Wie passt die DSGVO in ChatGPT?

Hochmut kommt vor dem Fall (hallo Clubhouse!): Nach der anfänglichen Euphorie um ChatGPT muss sich die Entwicklerfirma OpenAI nun mit der DSGVO auseinandersetzen: Kaum auf dem Markt, kam zumindest in Italien am 31. März das vorläufige Aus des KI-Chatbots – die italienische Datenschutzbehörde hatte verfügt, dass ChatGPT nicht mehr die Daten italienischer Nutzer verarbeiten dürfe, und es damit als erstes Land weltweit de facto gesperrt.
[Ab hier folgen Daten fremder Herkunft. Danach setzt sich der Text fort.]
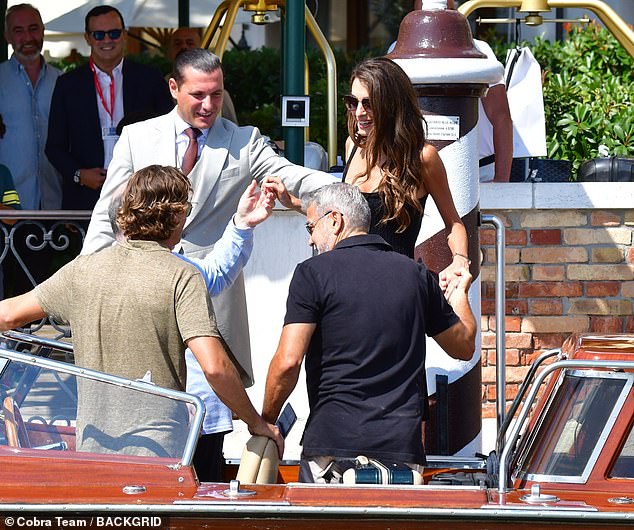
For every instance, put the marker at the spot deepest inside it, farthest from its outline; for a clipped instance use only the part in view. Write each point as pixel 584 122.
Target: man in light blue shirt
pixel 219 270
pixel 26 88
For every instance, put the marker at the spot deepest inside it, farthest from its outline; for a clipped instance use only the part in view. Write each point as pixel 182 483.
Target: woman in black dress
pixel 392 164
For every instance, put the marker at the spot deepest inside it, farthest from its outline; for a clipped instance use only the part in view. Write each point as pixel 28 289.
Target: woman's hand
pixel 450 277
Da dies auf Basis der DSGVO geschah, horchte die ganze EU auf. Die Regulierung wird aber dadurch erschwert, dass der Betreiber keine Niederlassung in der EU hat. Deswegen darf und muss jedes Land die Einhaltung der DSGVO selbst überwachen.

Das Fass zum Überlaufen brachte für die italienischen Behörden wohl ein Vorfall vom 20. März, als einige Nutzer Zugriff auf den Titel von Chats und unter Umständen die erste Chatnachricht anderer aktiver Benutzer hatten. Außerdem gäbe es keine Rechtsgrundlage für das massenhafte Sammeln und Speichern von Daten, mit denen die KI zu Trainingszwecken gefüttert wird, da die Nutzer darüber nicht hinreichend informiert bzw. nicht um explizite Zustimmung gebeten werden. Die italienischen Behörden kritisierten außerdem, dass es keine ausreichenden Filter und Barrieren für Kinder unter 13 Jahren geben würde (wobei das kein Problem des Datenschutzes, sondern des Jugendschutzes ist).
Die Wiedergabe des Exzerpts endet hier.